L'état d'urgence permanent contre la liberté

   Ces dernières années, en effet, toutes les attaques en règle menées contre la démocratie et nos valeurs républicaines ont clairement achevé de ternir l’image d'un président qu'on disait jeune, progressiste et moderne, mais qui semble en réalité enfermé dans l'idée de sa gouvernance sans partage. Que l'on songe simplement à la violence répressive du mouvement des gilets jaunes, au mépris des propositions faites par la convention citoyenne pour le climat ou au contrôle social mis en place par ordonnances pendant les confinements, et nous avons la démonstration d'un pouvoir qui n'a désormais plus rien a envier aux adversaires les plus réactionnaires qu'ils dénoncent verbe haut. Un pouvoir qui depuis des années navigue de renoncement en destruction massive sur les questions de société intérieure, tout en revendiquant partout qu'il ne cherche qu'à défendre « les Lumières face à l’obscurantisme ». Pourtant, le constat est clairement unanime sur la façon dont ce pouvoir ne cesse de briser notre contrat social et de serrer un peu plus son emprise à chaque nouveau revers politique. Le contrôle et la surveillance de la population par les règles du droit ; la prise de pouvoir et son exercice par une certaine organisation du travail ; l’adaptation forcée aux innovations numériques distancielles ; la conduite du troupeau par le savoir des experts ; le guidage disciplinaire des pulsions par l'ordre : tout ceci constitue la méthode globale de la gouvernance néo-libérale dans laquelle nous plongeons à chaque petit renoncement. Et à chaque occasion tout est bon pour faire voter de nouvelles lois profondément iniques et liberticides qui n'ont d'autre but que de renforcer le pouvoir ultra-libéral en place sans pour autant protéger les citoyens eux-mêmes. Comment expliquer en effet que nous soyons un des pays les plus “armés” sur les questions sécuritaires et que sans cesse, il faille légiférer pour inventer de nouvelles lois, au point de rendre celles déjà existantes inopérantes et caduques. Comme si à chaque événement critique majeur le management de la peur consistait à verrouiller par la terreur et par la tyrannie toute forme d'opposition et de contestation possible dans la loi, dont le dernier projet, dit de "sécurité globale", ne serait que le triste avatar sans surprise de nos états d'exception permanents.

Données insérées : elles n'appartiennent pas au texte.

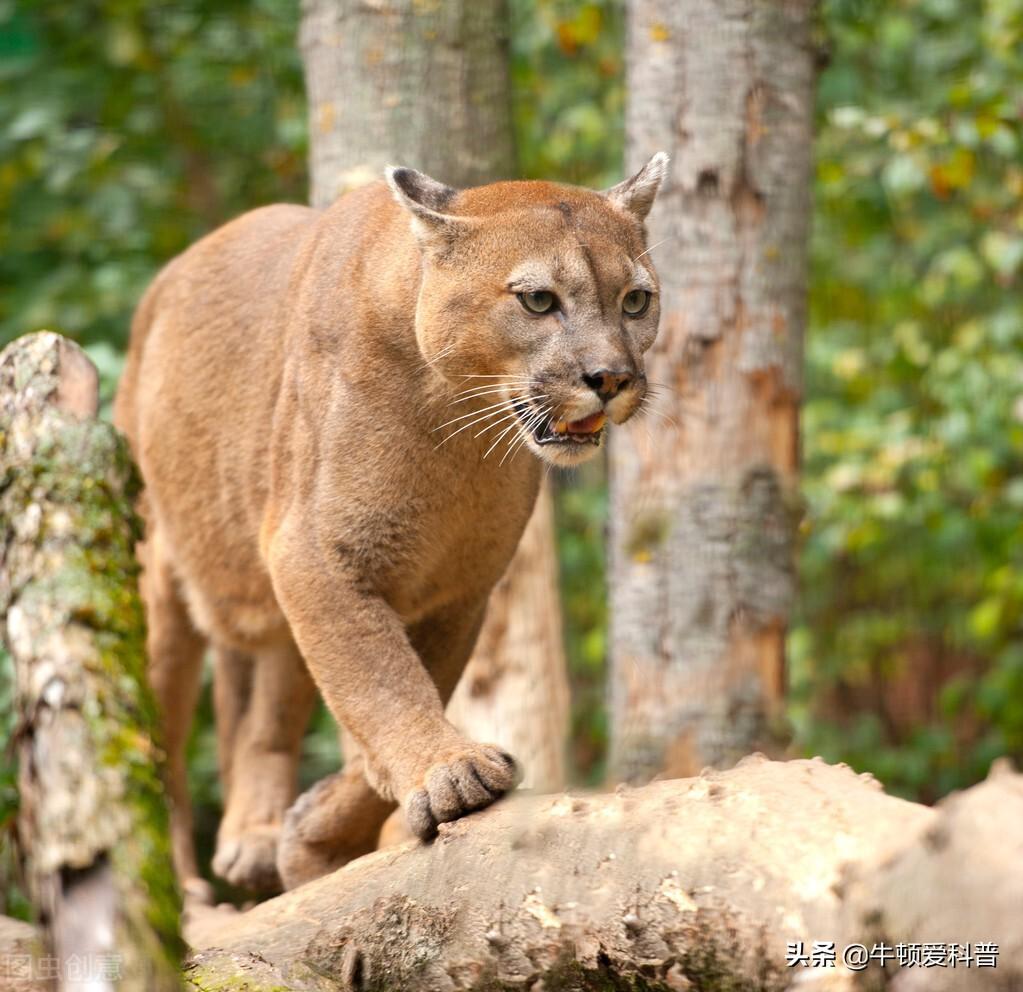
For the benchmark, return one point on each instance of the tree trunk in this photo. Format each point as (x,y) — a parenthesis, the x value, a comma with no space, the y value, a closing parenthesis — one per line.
(427,85)
(704,509)
(699,885)
(92,821)
(406,83)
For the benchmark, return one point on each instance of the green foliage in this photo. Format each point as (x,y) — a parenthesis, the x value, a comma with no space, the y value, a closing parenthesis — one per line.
(907,659)
(127,130)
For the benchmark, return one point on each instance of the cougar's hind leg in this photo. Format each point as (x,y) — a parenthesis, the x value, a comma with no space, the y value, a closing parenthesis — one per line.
(232,684)
(175,650)
(341,817)
(263,768)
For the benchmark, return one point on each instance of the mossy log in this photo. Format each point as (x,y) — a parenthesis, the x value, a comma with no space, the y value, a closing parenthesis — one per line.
(694,884)
(92,820)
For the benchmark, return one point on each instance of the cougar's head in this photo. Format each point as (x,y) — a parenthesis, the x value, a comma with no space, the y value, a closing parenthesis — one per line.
(536,305)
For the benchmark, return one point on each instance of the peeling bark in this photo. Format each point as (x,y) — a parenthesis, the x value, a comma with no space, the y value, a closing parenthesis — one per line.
(703,515)
(402,82)
(92,820)
(427,85)
(697,884)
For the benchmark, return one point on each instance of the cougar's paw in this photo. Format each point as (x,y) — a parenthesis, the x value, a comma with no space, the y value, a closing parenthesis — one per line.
(465,780)
(249,860)
(336,821)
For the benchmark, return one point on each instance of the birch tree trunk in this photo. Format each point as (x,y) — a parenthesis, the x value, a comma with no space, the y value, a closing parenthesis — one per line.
(704,514)
(427,85)
(402,82)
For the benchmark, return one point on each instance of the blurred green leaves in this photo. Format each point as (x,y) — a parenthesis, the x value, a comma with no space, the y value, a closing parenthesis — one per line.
(127,130)
(906,657)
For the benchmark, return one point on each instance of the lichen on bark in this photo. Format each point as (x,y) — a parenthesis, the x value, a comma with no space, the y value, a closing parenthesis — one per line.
(89,766)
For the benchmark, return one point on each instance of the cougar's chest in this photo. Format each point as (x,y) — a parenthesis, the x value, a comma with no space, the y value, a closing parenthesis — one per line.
(460,534)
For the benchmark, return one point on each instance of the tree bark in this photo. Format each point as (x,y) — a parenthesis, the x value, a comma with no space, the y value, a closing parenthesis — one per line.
(408,83)
(698,884)
(427,85)
(92,822)
(703,510)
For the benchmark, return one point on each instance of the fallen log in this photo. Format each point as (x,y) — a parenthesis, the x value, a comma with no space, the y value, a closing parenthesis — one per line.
(714,883)
(92,820)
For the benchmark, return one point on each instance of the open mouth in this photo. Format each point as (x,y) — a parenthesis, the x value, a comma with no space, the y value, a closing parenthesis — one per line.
(548,431)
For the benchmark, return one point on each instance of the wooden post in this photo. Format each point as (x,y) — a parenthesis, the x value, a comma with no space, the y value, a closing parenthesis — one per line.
(92,823)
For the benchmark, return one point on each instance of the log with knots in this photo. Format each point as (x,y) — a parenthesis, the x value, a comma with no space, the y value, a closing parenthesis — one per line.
(759,877)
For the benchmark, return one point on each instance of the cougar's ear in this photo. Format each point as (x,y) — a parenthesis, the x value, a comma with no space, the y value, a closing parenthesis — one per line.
(636,194)
(426,199)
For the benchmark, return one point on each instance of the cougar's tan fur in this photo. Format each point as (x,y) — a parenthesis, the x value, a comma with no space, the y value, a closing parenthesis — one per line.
(310,397)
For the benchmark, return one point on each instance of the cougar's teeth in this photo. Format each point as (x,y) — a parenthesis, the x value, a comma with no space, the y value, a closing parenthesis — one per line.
(589,424)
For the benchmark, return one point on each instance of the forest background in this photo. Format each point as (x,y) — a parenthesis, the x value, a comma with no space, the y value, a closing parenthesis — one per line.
(128,129)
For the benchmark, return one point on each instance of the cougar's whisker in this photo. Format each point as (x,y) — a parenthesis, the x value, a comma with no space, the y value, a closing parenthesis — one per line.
(480,419)
(527,431)
(651,249)
(525,437)
(471,413)
(431,361)
(510,426)
(480,391)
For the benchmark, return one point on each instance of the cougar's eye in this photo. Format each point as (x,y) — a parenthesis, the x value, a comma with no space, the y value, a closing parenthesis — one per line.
(542,302)
(635,303)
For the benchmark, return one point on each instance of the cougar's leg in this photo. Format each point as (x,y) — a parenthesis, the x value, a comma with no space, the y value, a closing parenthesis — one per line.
(263,770)
(175,651)
(340,818)
(232,682)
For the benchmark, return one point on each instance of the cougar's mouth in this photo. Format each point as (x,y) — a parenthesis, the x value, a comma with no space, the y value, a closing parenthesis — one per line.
(550,431)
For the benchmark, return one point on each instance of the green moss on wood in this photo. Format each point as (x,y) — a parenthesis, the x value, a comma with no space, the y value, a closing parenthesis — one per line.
(85,485)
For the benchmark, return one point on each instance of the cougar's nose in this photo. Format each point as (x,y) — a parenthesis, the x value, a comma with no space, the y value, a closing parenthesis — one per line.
(606,384)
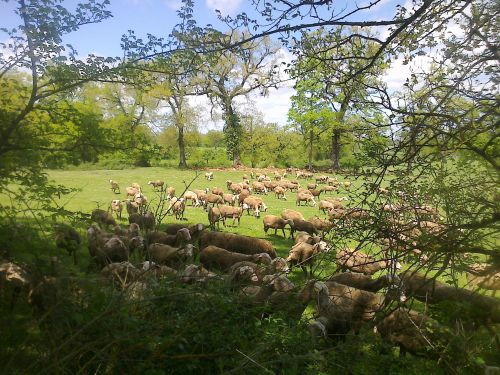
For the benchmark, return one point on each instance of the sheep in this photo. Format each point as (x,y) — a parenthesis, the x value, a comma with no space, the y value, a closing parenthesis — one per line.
(156,184)
(364,282)
(276,222)
(302,196)
(302,254)
(178,209)
(229,199)
(231,212)
(303,226)
(307,238)
(412,331)
(320,224)
(181,237)
(102,217)
(291,214)
(192,196)
(130,191)
(117,207)
(483,276)
(114,186)
(218,191)
(131,207)
(169,255)
(345,307)
(357,261)
(145,222)
(222,259)
(214,216)
(170,192)
(68,239)
(237,243)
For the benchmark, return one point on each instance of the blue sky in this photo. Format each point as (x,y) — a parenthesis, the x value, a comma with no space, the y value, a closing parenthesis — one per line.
(158,17)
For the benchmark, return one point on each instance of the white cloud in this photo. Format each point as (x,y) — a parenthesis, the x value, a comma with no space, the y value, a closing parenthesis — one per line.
(225,6)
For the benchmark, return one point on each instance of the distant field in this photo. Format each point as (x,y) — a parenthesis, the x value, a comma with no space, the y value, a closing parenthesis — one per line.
(95,191)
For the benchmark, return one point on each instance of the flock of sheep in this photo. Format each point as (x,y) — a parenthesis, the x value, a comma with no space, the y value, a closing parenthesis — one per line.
(251,267)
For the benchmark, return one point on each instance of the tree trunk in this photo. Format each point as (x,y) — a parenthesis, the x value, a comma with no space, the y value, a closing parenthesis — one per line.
(182,148)
(311,136)
(336,149)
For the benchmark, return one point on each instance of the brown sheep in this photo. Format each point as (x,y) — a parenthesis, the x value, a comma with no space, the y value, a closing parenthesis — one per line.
(157,184)
(103,218)
(364,282)
(276,222)
(237,243)
(216,257)
(231,212)
(302,254)
(357,261)
(291,214)
(303,226)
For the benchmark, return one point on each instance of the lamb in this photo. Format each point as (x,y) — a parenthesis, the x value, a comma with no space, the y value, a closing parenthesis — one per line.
(68,239)
(117,207)
(145,222)
(357,261)
(157,184)
(169,255)
(276,222)
(132,207)
(102,217)
(483,276)
(178,209)
(193,197)
(302,254)
(303,226)
(412,331)
(291,214)
(114,186)
(216,257)
(231,212)
(181,237)
(364,282)
(237,243)
(302,196)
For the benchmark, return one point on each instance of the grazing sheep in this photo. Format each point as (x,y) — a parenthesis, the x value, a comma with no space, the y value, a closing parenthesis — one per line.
(169,255)
(117,207)
(193,197)
(276,222)
(102,217)
(114,186)
(131,207)
(214,216)
(364,282)
(130,191)
(68,239)
(181,237)
(357,261)
(237,243)
(145,222)
(412,331)
(216,257)
(484,276)
(292,215)
(303,226)
(178,209)
(228,212)
(302,254)
(303,196)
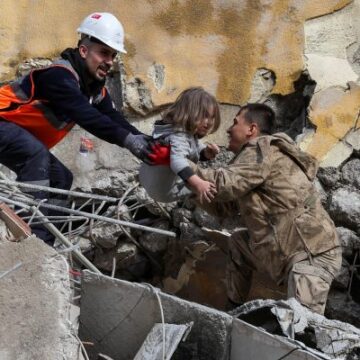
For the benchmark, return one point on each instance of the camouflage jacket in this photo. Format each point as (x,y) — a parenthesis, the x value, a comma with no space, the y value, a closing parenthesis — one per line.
(270,182)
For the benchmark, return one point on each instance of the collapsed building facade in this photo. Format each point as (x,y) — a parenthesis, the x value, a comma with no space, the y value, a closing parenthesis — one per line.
(300,58)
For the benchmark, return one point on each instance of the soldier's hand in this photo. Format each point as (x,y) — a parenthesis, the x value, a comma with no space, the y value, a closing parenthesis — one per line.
(159,153)
(138,145)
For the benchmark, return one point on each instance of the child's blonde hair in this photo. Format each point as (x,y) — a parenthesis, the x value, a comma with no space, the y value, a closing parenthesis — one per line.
(192,106)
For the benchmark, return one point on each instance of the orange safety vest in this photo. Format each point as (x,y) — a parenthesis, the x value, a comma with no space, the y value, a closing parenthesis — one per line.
(34,115)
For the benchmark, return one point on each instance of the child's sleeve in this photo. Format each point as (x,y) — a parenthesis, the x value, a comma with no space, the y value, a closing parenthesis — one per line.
(179,153)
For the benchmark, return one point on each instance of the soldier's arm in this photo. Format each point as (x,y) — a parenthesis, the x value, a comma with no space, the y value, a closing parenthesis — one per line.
(248,171)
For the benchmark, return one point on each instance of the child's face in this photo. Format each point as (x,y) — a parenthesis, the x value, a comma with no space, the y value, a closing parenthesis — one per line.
(204,126)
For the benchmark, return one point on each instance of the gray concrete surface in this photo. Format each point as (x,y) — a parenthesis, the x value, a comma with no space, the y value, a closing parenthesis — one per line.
(117,316)
(34,303)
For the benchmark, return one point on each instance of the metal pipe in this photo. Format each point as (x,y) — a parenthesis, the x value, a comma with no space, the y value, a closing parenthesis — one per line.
(57,234)
(59,191)
(96,217)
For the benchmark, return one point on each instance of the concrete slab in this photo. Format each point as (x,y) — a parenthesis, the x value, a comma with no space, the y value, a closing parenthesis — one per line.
(251,343)
(117,316)
(34,303)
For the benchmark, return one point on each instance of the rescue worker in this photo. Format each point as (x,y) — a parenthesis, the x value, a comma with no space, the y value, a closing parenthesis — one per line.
(289,234)
(38,110)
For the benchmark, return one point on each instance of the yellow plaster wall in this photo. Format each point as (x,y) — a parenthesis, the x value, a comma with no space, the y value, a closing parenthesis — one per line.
(214,43)
(218,44)
(334,111)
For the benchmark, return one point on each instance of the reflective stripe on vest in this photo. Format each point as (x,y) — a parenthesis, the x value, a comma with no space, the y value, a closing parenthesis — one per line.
(34,115)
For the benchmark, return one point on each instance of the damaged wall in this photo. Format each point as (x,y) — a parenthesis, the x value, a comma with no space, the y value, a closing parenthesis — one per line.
(238,50)
(301,57)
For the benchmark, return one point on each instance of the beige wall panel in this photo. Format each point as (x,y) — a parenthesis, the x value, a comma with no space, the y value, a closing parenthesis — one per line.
(218,44)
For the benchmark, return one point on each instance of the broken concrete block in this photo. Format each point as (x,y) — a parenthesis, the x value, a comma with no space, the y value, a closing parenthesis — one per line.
(155,242)
(345,207)
(329,176)
(35,303)
(202,218)
(350,173)
(349,241)
(117,316)
(337,155)
(190,232)
(340,307)
(180,215)
(333,338)
(153,349)
(124,255)
(341,280)
(107,235)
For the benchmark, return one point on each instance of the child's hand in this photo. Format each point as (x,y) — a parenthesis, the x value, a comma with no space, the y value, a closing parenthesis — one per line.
(211,151)
(204,189)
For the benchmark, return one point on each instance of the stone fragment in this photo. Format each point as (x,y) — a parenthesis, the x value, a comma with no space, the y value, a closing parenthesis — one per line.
(353,139)
(345,208)
(334,111)
(350,241)
(341,280)
(189,232)
(125,254)
(107,235)
(321,69)
(85,244)
(321,191)
(5,234)
(180,215)
(351,173)
(202,218)
(329,176)
(160,209)
(138,96)
(155,242)
(116,312)
(340,307)
(156,73)
(337,155)
(262,84)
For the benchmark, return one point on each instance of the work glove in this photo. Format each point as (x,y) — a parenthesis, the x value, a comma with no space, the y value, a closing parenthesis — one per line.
(145,148)
(160,152)
(138,145)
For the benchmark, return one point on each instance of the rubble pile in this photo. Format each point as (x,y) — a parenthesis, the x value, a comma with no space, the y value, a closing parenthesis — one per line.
(193,264)
(339,189)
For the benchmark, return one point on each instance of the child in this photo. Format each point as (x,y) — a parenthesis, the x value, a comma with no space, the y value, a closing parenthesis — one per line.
(194,114)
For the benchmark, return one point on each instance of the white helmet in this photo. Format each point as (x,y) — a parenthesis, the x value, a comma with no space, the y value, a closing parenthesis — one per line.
(106,28)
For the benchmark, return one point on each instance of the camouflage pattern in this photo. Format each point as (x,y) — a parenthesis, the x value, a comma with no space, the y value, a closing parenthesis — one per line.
(270,183)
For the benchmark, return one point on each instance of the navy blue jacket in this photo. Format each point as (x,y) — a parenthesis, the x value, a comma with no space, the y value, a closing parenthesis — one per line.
(60,89)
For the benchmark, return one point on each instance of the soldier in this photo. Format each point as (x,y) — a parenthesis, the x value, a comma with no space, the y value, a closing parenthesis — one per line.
(39,110)
(289,234)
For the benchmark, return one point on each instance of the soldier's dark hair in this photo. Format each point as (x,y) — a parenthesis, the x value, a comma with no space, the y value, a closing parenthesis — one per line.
(260,114)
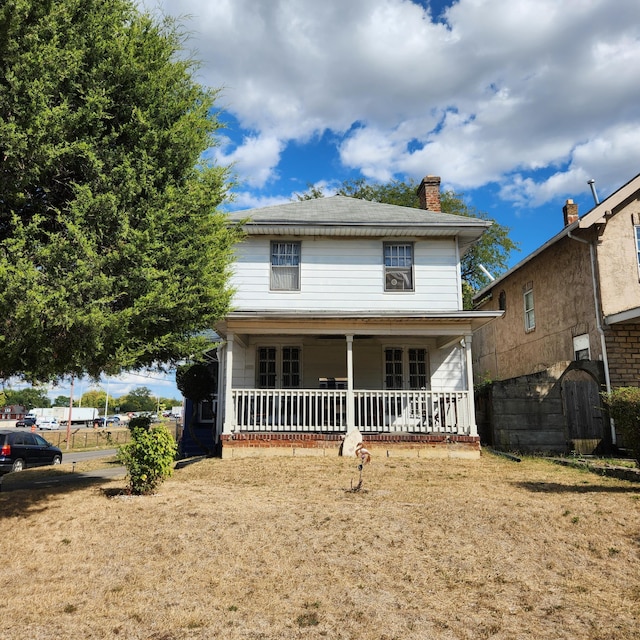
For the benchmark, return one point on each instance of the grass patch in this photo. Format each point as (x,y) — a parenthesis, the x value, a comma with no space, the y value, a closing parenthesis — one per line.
(279,548)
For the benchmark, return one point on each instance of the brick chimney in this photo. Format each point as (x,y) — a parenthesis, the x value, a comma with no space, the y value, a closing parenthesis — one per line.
(570,211)
(429,193)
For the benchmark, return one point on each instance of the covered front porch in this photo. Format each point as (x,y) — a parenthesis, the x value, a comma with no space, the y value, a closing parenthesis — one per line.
(321,376)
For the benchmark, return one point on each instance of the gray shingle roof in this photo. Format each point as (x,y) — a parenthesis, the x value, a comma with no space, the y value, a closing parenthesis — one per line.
(342,210)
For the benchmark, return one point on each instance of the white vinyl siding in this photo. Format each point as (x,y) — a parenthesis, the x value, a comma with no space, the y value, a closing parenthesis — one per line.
(339,274)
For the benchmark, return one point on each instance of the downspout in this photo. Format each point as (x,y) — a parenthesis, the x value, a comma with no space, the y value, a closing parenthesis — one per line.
(603,344)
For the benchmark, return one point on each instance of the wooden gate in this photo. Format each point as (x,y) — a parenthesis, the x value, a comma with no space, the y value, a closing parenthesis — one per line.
(583,411)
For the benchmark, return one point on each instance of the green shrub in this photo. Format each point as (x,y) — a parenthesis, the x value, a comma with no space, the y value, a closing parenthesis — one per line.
(624,408)
(148,457)
(139,422)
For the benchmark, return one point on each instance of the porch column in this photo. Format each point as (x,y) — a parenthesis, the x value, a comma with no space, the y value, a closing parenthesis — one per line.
(220,388)
(229,413)
(350,400)
(473,427)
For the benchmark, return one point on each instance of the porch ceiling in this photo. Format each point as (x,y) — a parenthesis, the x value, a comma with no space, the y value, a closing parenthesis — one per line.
(433,324)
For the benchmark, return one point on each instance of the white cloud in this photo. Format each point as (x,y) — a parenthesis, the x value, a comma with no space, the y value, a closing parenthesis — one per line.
(255,159)
(505,88)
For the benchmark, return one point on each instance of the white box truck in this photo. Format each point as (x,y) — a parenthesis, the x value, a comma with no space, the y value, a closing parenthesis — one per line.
(79,415)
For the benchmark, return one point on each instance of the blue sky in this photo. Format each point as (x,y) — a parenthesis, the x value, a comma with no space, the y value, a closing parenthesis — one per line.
(514,103)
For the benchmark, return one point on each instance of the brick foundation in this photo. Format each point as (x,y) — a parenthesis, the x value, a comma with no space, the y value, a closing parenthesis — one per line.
(387,445)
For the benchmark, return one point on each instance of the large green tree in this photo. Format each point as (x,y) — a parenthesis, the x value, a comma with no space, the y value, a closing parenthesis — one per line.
(112,255)
(492,251)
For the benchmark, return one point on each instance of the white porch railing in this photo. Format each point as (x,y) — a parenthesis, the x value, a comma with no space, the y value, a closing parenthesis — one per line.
(325,411)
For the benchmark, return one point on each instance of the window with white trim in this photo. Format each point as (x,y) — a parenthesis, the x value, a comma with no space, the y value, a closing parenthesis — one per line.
(285,266)
(581,349)
(279,367)
(529,313)
(398,266)
(401,365)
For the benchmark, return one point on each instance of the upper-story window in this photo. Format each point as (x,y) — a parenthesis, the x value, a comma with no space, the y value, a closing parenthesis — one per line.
(529,313)
(285,266)
(398,266)
(502,301)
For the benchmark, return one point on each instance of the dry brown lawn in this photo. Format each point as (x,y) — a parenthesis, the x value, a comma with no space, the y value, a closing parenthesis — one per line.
(272,548)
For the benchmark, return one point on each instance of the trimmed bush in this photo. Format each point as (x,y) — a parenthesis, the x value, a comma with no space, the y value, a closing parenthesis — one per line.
(624,408)
(148,457)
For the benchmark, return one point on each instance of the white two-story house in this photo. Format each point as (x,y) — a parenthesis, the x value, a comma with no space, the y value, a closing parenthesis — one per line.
(348,316)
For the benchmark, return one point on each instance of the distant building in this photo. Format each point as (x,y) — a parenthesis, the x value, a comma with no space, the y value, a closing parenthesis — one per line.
(570,329)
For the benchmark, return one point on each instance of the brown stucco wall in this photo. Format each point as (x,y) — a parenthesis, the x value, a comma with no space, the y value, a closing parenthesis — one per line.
(618,261)
(623,349)
(564,307)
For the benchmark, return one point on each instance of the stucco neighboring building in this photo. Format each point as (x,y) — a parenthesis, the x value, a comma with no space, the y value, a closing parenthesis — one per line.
(570,329)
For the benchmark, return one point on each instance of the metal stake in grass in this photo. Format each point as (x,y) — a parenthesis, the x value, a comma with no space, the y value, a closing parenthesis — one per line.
(364,457)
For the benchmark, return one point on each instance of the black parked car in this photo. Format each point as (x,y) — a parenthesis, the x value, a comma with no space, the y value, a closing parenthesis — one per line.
(19,450)
(27,421)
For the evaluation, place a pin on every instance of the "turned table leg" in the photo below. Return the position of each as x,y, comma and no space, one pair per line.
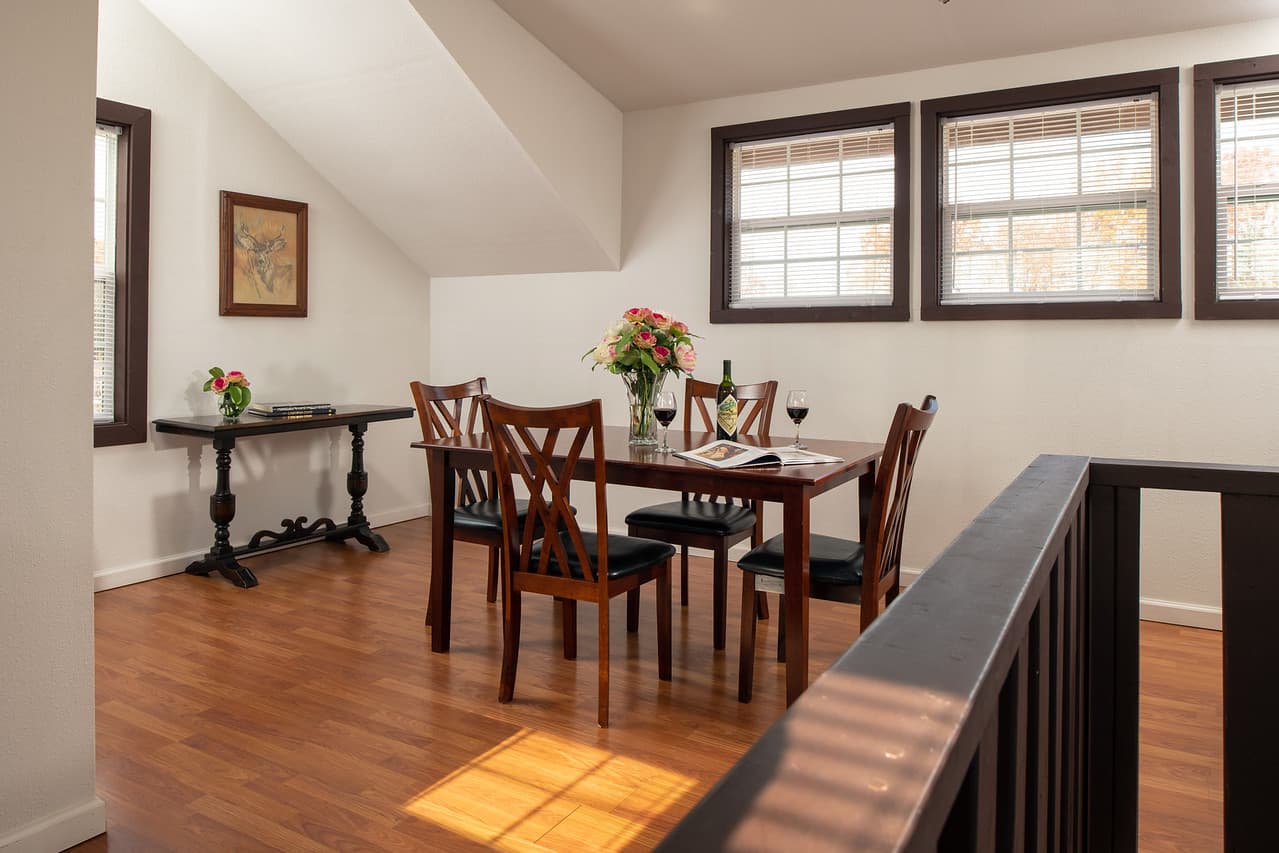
221,510
357,484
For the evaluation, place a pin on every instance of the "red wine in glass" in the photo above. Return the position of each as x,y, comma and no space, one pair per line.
664,409
797,409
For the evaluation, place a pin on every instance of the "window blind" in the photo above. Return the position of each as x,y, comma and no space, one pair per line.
811,220
1051,205
1247,191
106,141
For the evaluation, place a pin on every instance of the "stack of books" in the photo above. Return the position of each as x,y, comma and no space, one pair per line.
296,409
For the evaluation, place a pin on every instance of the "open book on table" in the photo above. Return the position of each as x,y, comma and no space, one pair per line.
730,454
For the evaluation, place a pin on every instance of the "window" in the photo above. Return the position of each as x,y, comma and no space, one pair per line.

   Car ce qui se joue entre les lignes de ce texte sur “la sécurité globale”, n'est pas tant la liberté ou non des journalistes à faire leur travail dignement, mais la question du droit des citoyens à être eux-mêmes informés afin de pouvoir agir sur les contre pouvoirs des institutions censées agir en leurs noms et pour leur protection. C'est un texte dangereux qui induit une menace directement au cœur des règles fondamentales de la démocratie, y compris au sein même de sa force publique initialement instituée pour garantir les droits de l'Homme et du Citoyen à "l'avantage de tous, et non pour l'utilité particulière de ceux auxquels elle est confiée* ". À moins que la police elle-même ne soit plus qu'une milice de couverture gouvernementale au service du pouvoir avec ses chiens, ses drones, ses balles perdues, ses exactions honteuses, ses passages à tabac, ses expulsions humiliantes, ses chasse-à-l'homme abjectes. Car de quelle République rêvons-nous quand l'état de droit censé être garant de nos institutions collectives ne parvient plus à faire valoir son consentement autrement que par la banalisation de la violence et son propre déni organisé ? De quelle Démocratie parlons-nous quand l'ordre et la loi républicaine deviennent à ce point des arguments d’autorité pour faire taire et asséner des coups afin de mieux réprimer ? Ne sont-ce pas là les signes d'un pouvoir tout simplement à bout dans son désir d'avenir et ses idées de cohésion, laissant la République comme une idole égarée en chemin. Une République asséchée et vidée de son essence qui ne porte plus d'espoir ni d'idéaux puissants qui nous font hommes libres au prix de combats incessants pour garder ce privilège. Car ne l'oublions pas, toutes les ruptures avec l’ordre dominant n'ont pu se faire dans le passé qu’au nom de la souveraineté du peuple et avec sa confiance, c'est là toute notre histoire.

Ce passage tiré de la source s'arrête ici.